Questions of Loyalty

The dimly lit chamber of the vampire clan council was stifling, the weight of their stares pressing down on me like iron chains. I stood in the center of the room, surrounded by cold, ancient faces. Their crimson eyes gleamed with judgment as they looked down from their thrones, high above the ground as if to remind me of my place.

"Your actions at the cemetery cannot be overlooked, Liam," Elder Victor’s voice was like the scrape of steel against stone, cutting through the tense silence. "You were seen watching over your sister. Have you forgotten the rules? The humans are no longer your concern. We are your family now."

I clenched my fists at my sides, resisting the urge to meet Victor's gaze head-on. They’d always taught us that eye contact with the elders was a challenge to their authority, and the last thing I needed right now was to make things worse.

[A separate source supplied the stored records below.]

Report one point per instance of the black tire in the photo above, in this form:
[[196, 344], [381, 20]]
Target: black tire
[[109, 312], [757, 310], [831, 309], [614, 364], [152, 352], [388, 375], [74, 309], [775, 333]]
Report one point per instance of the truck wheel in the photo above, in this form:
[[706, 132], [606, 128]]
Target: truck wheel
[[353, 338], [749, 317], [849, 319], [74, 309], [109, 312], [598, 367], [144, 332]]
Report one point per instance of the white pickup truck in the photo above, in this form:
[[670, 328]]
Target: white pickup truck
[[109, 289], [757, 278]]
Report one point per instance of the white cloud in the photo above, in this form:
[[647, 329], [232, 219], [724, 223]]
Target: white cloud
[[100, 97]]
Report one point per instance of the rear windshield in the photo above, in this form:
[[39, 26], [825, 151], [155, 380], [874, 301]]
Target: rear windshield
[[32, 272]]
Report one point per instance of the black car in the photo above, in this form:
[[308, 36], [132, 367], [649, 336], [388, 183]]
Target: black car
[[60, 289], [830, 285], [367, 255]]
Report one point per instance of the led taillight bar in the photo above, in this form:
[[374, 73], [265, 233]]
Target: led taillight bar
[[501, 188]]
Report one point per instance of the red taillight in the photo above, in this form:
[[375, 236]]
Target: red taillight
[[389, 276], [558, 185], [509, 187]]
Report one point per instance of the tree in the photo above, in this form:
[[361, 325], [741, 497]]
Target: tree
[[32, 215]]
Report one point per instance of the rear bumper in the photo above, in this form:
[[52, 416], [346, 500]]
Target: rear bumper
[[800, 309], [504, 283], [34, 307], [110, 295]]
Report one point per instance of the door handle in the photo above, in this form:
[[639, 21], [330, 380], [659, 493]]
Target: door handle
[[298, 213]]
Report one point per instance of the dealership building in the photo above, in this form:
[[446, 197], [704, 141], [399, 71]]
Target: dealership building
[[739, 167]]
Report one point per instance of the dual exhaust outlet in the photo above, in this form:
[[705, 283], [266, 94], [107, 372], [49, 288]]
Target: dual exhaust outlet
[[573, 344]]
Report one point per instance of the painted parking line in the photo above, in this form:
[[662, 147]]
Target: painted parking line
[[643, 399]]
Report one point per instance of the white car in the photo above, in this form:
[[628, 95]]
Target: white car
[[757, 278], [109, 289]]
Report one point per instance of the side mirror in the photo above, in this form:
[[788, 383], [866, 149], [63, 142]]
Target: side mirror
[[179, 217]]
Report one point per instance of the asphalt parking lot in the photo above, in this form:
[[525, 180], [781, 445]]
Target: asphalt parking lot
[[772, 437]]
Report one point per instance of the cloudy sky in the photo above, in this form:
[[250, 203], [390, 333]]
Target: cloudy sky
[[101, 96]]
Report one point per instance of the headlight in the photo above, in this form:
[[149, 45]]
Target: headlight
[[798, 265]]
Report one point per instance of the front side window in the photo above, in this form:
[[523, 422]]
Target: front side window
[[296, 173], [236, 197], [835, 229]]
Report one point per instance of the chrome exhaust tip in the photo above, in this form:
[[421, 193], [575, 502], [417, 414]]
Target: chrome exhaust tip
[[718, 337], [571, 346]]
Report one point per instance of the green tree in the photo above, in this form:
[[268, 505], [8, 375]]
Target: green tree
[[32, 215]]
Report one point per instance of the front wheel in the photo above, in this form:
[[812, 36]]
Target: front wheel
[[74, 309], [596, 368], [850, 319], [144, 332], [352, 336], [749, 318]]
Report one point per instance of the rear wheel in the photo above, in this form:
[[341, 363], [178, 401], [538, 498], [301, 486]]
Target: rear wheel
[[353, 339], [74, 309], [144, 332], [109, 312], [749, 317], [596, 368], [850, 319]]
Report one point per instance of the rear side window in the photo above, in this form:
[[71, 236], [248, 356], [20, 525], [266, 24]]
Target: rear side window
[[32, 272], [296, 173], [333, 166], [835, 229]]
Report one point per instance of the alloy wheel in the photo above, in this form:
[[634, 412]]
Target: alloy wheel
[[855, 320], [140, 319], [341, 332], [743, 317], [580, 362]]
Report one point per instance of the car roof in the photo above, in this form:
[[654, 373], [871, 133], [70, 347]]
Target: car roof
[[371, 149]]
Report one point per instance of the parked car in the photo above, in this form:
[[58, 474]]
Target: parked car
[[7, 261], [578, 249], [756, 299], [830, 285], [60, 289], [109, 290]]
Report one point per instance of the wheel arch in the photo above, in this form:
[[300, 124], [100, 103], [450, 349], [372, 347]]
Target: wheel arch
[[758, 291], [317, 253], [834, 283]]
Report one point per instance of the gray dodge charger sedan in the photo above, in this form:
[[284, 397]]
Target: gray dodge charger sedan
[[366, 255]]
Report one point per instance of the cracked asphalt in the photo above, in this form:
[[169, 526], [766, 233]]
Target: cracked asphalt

"My intentions were not to interfere," I said carefully, keeping my tone steady. "I was simply ensuring her safety."

Victor let out a low, humorless chuckle. "Safety? Since when do we concern ourselves with the safety of humans? Or are you forgetting what you’ve become?"

The words stung, sharper than any blade. I had heard them before, but they cut deeper every time. What I had become. Not who I was. To the council, my humanity was nothing but a weakness—a memory they expected me to forget.

"You were warned the night you joined us," another elder, Lenora, spoke up. Her voice was cold but eerily calm, like the stillness before a storm. "Your ties to your human family were to be severed. No exceptions. Yet, here you are, breaking those very ties we forbade. Tell us, Liam—what is it about this sister of yours that tempts you to defy us?"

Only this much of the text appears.